En milieu d’avant-midi, lorsque qu’aucun oiseau n’a daigné s’approcher à portée de fusil, on peut parfois fructueusement les rencontrer en forêt. Pour cette avenue, la façon de procéder est identique à une séance de chasse active à pied habituelle, tout en appelant de façon sporadique, en autant qu’on reste dans un registre non menaçant. En ce qui me concerne, dans ce cas l’appel de prédilection se veut être le Kee-kee. Dans cette ligne de pensée, je déambule généralement sur les routes gravelées ou le long des chemins forestiers qui séparent des zones boisées connues et qui peuvent habituellement receler des oiseaux. Tout en marchant, aléatoirement je lance des appels dans l’espoir de trouver preneur.
Autre détail important, les dindons de fin de saison évitent souvent les appelants, et pour le chasseur qui tient absolument à en mettre lorsque la situation s’y prête bien, il est important de se servir uniquement de représentations de dinde et non de modèles à l’effigie de leur alter ego quels qu’ils soient. Comme je le mentionnais plus tôt, les oiseaux à ce moment du printemps sont beaucoup moins agressifs qu’ils ne l’étaient au début de la saison de chasse.
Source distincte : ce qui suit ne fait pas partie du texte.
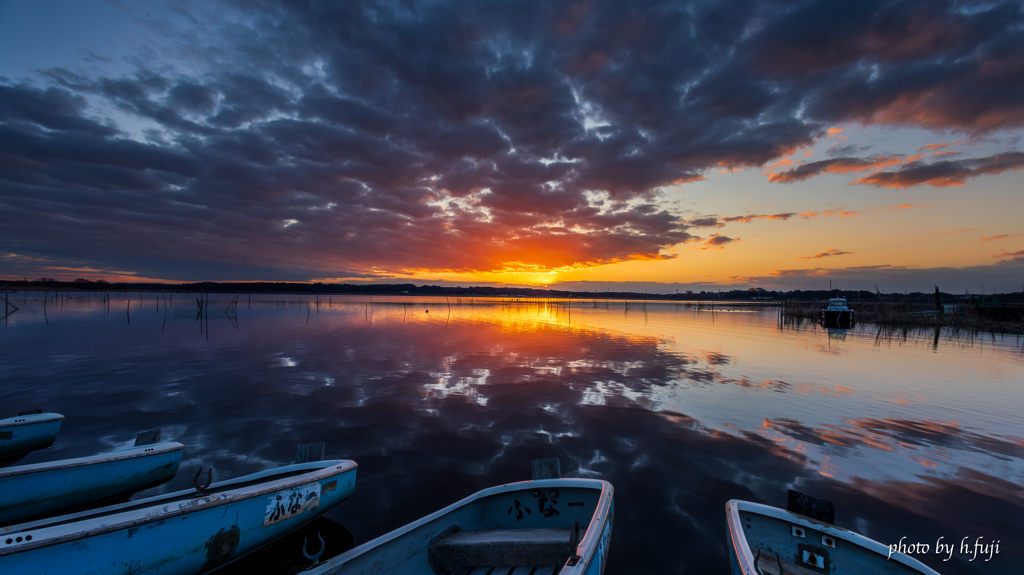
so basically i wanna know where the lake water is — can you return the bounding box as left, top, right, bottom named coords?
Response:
left=2, top=292, right=1022, bottom=574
Souvent, la présence au loin d’un de leurs congénères factices masculins les effraie ou les empêche d’approcher. Et j’ai même déjà vu des gros Toms rebrousser chemin et regagner la forêt à la simple vue d’un appelant de Jake en posture non menaçante. En fin de saison, lorsque les dindons ont beaucoup combattu et que leur testostérone est en chute libre, il faut leur présenter des avenues faciles, sans contrainte, et surtout rien de vindicatif qui pourrait les décourager.